In March of 2026, the first of seven sessions at an Australasian College for Emergency Medicine (ACEM) workshop in Melbourne was not about emergency medicine. It was about eels.
Specifically: eel-smoking in tree bark, the protein content of witchetty grubs, and the agricultural sophistication of Aboriginal tribes before European settlement. The session was delivered by a business manager. At its conclusion, participants were encouraged to write a reflection on the content and submit it for CPD credit — simultaneously satisfying cultural safety and health inequities competencies in a single administrative stroke. Consider this mine.
I had flown 3,100 kilometres and arrived after midnight. ACEM paid the fare.
This is not a complaint about one session. It is a question about what ACEM thinks it is for — and whether the answer has quietly changed.
In June 2015, four senior Fellows of the Royal Australasian College of Physicians (RACP) published “The scourge of managerialism” in the Medical Journal of Australia. What they saw was real: specialist colleges were swapping collegial self-governance for corporate administration. Clinician committees gave way to executive boards. Professional authority was being displaced by managerial authority. They were right about the diagnosis. They were wrong about where it led.
The authors assumed corporate governance would make specialist colleges timid — institutions so consumed by risk management that they would retreat from contested public questions. Instead, Australasian specialist colleges now have larger advocacy footprints than at any point in their history. ACEM, RACP, and their counterparts issue regular position statements on climate, Indigenous equity, refugee detention, racism, and gender.
Corporate governance replaced professional voice with an institutional one. For a professional, silence can be dignified. For an institution, as the activists helpfully remind us, silence is violence. The eel session did not happen despite ACEM’s governance structure. It happened because of it.
ACEM’s stated mission is to promote excellence in emergency care through expert members — training emergency physicians, maintaining professional standards, credentialing those who meet them. That credentialing function is the institution’s core authority. Use it on the right things and it means something. Use it on the wrong things and it doesn’t.
A patient in an emergency department is frightened, often alone, and can struggle to advocate for themselves. They extend extraordinary trust to a clinician they have never met. That trust is not given to the institution. It is given to the clinician. ACEM’s job is to ensure the clinician has earned it. Eel smoking has nothing to do with that.

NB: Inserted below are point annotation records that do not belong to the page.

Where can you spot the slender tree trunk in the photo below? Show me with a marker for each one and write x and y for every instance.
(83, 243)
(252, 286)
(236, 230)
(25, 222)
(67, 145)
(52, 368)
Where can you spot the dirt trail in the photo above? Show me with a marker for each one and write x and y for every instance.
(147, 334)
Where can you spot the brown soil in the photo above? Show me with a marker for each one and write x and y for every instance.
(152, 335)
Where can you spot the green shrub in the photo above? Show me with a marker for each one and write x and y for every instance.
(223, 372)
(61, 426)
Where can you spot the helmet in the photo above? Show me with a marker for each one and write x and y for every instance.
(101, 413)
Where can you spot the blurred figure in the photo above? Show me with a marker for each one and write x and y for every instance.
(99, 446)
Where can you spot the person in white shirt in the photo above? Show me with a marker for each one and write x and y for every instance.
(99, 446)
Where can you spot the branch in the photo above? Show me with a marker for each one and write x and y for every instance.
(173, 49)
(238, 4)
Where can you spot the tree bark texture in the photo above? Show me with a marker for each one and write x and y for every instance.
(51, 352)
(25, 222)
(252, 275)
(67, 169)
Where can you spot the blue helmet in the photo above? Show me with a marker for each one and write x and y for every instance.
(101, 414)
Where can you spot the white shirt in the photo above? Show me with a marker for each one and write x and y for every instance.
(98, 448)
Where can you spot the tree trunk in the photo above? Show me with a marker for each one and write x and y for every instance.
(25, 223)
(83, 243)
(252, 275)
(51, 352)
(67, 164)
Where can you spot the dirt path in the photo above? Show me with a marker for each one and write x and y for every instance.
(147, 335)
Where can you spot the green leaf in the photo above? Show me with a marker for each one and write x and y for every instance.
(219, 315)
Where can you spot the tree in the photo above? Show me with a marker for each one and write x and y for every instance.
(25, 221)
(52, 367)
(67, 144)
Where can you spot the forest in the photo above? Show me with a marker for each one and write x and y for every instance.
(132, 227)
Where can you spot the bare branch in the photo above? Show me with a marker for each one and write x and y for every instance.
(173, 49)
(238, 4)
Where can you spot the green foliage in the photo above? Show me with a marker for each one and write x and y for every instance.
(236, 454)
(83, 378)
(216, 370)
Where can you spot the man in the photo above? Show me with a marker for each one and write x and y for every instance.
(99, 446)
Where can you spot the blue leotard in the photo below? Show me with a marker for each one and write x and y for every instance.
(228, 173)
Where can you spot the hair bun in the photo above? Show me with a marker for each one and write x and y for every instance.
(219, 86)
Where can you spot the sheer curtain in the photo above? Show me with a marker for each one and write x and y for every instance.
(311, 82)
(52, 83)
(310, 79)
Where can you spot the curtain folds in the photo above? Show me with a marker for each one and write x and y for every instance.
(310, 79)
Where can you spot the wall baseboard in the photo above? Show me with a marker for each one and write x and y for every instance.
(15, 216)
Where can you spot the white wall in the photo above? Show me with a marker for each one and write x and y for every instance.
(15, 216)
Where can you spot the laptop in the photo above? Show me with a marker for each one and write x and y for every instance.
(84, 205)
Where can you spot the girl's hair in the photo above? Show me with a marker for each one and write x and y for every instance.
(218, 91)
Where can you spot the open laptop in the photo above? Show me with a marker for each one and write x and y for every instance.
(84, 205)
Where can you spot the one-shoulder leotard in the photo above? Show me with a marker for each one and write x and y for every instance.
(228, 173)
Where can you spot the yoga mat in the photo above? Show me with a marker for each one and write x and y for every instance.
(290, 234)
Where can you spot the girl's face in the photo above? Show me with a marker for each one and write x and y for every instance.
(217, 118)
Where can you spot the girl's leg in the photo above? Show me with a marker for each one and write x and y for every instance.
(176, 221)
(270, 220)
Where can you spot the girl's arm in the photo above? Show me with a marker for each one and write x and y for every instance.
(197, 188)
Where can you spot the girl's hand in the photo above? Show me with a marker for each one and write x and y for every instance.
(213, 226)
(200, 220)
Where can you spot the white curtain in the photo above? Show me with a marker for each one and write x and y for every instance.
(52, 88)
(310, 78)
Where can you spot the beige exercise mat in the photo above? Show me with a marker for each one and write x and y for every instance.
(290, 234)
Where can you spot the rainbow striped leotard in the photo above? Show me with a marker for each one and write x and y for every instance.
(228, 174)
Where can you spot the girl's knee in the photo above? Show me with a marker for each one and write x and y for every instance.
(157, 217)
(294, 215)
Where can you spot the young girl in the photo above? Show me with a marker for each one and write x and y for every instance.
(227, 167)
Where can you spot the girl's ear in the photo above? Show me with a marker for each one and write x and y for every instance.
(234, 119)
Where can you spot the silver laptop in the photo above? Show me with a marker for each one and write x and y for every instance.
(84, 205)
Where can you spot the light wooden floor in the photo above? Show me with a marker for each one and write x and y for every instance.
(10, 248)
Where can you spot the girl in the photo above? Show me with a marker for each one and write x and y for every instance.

Cultural awareness with genuine clinical application belongs in medical formation. The clinicians I spoke with in that Melbourne room knew that. They were baffled anyway. There were muted murmurs at lunch about going out to get some eels. That is not cynicism. That is professionals recognising that something has gone wrong.
When CPD credit tracks moral reflection rather than clinical performance, the credential means less than it says it does — and the college’s formal authority is being used to reward the wrong thing.
The authors of the 2015 MJA article worried about member disengagement. They had it backwards.
ACEM’s mission is stated clearly. The question is whether what happened in that Melbourne room is consistent with it — and whether anyone with standing inside the institution is authorised to say so.